Further pressure this morning has come from API inventory numbers, which show that US crude oil inventories increased by 4.17MMbbls over the last week, which was quite a bit higher than the roughly 1.6MMbbls build the market was expecting. While the crude build is not great for sentiment, on the refined product side, we saw another week of large drawdowns for distillate fuel oil, with stocks declining by 5.02MMbbls over the week. The continued decline in distillate fuel oil stocks in the US since mid-September has provided support to heating oil cracks, which are now trading above US$10/bbl, up from closer to US$6/bbl back in September. Although both the crack and stocks have some distance to go before reaching pre-Covid-19 levels once again. The more widely followed EIA report will be released later today.

Metals

The advance in LME copper took a breather on Tuesday, with the 3M prices pulling back to an intra-day low of US$7,010/t, after bullish sentiment sent prices to overbought territory. The red metal closed lower yesterday, while the rest of the complex managed to close higher, aided by a weaker dollar. Now with aluminium, zinc and lead looking overbought during yesterday’s London sessions, a pullback in these metals is likely, in the absence of any further catalyst.

Despite record Covid-19 cases from the US and some areas of Europe, along with the latest round of lockdowns, the base metals market has largely ignored what this could mean for demand in the near-term. Instead, markets appear to be looking further ahead, with the expectation of further stimulus packages to help with the post-Covid-19 recovery.
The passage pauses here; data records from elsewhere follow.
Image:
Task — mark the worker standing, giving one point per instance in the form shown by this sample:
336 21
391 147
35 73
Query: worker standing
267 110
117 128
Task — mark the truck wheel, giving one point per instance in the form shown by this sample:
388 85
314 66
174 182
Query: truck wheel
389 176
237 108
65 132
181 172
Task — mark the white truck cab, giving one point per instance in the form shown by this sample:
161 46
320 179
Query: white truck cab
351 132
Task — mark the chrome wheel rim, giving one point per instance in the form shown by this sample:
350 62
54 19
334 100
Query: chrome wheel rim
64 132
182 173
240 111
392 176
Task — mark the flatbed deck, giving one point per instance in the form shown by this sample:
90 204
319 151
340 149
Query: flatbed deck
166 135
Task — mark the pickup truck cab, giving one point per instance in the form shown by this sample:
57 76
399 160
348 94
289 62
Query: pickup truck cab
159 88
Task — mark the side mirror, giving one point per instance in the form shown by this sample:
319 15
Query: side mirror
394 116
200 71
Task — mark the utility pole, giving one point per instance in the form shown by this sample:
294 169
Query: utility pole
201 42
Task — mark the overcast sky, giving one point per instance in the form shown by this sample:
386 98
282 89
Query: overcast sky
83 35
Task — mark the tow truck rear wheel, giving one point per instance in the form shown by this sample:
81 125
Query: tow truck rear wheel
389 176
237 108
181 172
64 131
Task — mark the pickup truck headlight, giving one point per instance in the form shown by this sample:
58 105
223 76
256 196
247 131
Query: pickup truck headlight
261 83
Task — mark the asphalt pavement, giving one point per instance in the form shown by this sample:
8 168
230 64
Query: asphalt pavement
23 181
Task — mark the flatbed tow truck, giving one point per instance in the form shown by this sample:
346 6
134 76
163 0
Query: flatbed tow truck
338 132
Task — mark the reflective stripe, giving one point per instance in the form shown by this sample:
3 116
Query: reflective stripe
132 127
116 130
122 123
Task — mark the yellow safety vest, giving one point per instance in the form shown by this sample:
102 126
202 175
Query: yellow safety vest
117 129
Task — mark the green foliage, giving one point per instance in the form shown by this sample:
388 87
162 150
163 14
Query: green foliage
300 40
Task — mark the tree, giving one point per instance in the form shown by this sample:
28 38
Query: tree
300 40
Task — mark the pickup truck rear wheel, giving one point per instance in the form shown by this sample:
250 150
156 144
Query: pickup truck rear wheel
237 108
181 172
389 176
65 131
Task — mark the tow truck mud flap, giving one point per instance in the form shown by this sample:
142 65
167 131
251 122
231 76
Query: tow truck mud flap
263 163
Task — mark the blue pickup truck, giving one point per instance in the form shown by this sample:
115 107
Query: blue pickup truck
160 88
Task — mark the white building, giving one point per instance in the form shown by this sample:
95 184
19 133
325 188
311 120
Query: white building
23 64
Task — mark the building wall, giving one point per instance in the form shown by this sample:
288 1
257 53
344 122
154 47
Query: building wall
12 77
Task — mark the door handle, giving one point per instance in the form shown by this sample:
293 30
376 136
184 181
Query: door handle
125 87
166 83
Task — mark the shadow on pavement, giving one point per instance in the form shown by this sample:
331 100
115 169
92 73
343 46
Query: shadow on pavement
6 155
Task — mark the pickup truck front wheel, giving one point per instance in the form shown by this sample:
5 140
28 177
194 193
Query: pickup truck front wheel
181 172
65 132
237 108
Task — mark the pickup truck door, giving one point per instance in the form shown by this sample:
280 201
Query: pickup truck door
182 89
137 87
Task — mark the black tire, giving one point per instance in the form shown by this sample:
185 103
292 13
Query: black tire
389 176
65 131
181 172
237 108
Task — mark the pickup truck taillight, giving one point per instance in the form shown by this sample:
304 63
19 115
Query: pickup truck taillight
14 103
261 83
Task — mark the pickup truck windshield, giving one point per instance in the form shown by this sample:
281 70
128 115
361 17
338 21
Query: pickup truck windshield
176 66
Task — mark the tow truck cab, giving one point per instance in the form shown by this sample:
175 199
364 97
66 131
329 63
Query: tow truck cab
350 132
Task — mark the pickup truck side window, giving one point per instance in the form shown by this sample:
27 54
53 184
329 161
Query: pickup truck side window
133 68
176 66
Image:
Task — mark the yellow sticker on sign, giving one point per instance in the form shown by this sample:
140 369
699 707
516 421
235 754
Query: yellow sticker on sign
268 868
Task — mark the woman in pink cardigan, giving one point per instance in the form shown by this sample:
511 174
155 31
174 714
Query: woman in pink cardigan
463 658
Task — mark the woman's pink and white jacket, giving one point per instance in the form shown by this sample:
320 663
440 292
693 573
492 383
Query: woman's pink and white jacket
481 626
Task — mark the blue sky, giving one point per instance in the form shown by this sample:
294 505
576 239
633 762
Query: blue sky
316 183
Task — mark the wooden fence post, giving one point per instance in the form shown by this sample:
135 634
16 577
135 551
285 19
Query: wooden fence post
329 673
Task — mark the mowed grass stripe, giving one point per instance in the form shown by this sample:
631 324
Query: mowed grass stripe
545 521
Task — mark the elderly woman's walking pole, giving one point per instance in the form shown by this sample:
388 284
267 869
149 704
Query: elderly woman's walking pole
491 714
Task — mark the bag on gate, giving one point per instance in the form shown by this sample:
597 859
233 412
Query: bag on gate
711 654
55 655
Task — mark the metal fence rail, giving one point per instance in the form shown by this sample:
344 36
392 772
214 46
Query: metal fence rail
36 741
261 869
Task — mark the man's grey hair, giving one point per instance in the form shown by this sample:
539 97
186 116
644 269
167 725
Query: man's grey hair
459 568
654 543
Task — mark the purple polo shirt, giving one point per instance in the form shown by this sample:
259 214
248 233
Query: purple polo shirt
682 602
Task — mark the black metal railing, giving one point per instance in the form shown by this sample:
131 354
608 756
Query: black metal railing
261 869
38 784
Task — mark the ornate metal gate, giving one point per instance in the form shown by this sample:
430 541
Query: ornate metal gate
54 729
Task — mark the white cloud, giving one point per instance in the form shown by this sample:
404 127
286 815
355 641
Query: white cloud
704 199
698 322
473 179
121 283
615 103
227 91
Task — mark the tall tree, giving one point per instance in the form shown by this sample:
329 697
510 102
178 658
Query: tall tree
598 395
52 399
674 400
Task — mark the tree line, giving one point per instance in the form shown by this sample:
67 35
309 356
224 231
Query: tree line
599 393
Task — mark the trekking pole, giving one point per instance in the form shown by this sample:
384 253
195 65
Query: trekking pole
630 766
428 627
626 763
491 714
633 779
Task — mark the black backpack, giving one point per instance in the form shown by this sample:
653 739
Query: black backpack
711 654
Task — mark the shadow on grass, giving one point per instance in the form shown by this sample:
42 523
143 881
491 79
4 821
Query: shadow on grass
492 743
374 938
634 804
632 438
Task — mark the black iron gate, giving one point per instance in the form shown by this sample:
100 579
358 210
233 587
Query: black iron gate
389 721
However, iron ore is largely tracking what’s happening in the Chinese market, where the Covid-19 situation is under control. SGX 62% fines continued to advance above US$122/tonne, driven by the bullishness in the steel market, as strong data from the nation’s property sector continues to bolster expectations that margins at steel mills will remain elevated and therefore supportive for iron ore demand.